I could only blink. Was I dreaming? What I had wanted to hear this whole time was coming out of his mouth.

"I don't want you to be afraid of me." He sighed. I almost laughed out loud.

"Bull-" A glare from Felix made me change my next words, "poop"

"SEE? I can't even cuss in front of you."

"I'm sorry it's instinctual," Felix chuckled.

"You're not my dad." I said in a small voice.

"I know," He admitted, "But it feels like it sometimes. I watched you all grow up."

He paused longer as if getting ready to say something more. I waited.

"I held you in my arms when you were born did you know that? Dad wasn't there in the delivery room. He was working, they let me go in because mom was all alone, she told me to go back outside with the boys but I didn't listen, she needed me I knew. She screamed so much, you got stuck in the birth canal. It took her hours. I will never forget how it sounded. The boys were in the waiting room with one of the nurses who agreed to watch them out of kindness."
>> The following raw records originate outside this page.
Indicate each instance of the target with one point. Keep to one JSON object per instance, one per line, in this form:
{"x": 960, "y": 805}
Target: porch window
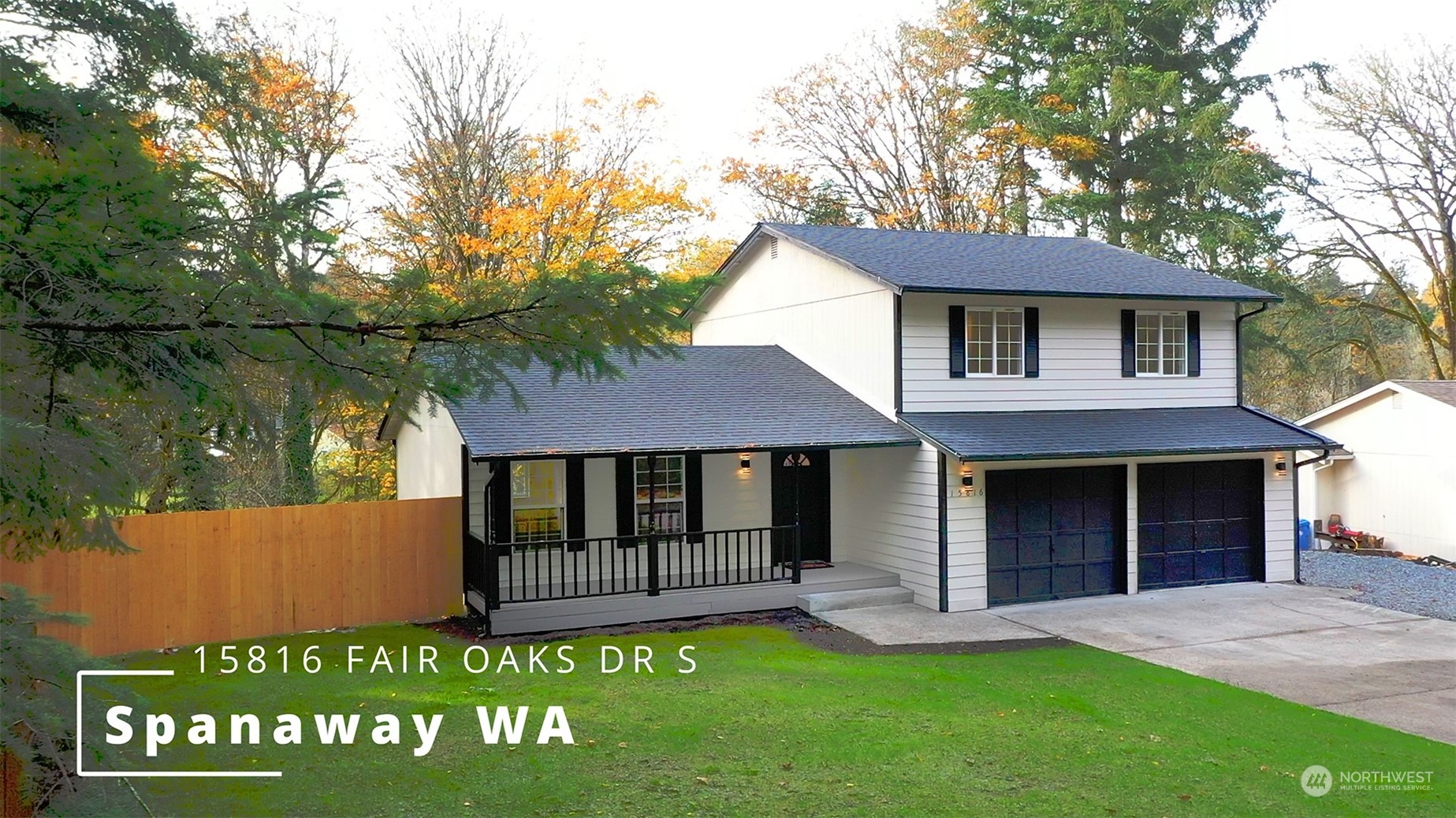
{"x": 1162, "y": 344}
{"x": 995, "y": 341}
{"x": 538, "y": 500}
{"x": 666, "y": 510}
I didn't know any of this. My mom had never told me anything other than it was a hard delivery. I could picture it so vividly like it was a movie playing in my head. Little curly blond haired Felix being brave for his mom in the delivery room. His little brothers looking to him for support. I felt my eyes go watery.

"I couldn't help mom, I felt useless. I didn't understand much of what was going on. She just kept screaming and screaming and they realized you were stuck and they had to get you out. They were going to put her under and do a c-section because you would die if you didn't get oxygen soon, but she begged them not to because then who would take care of us if she had major surgery. They told her the other option would be painful and they would have to rip her open to reach you. She did it." He paused to catch his breath.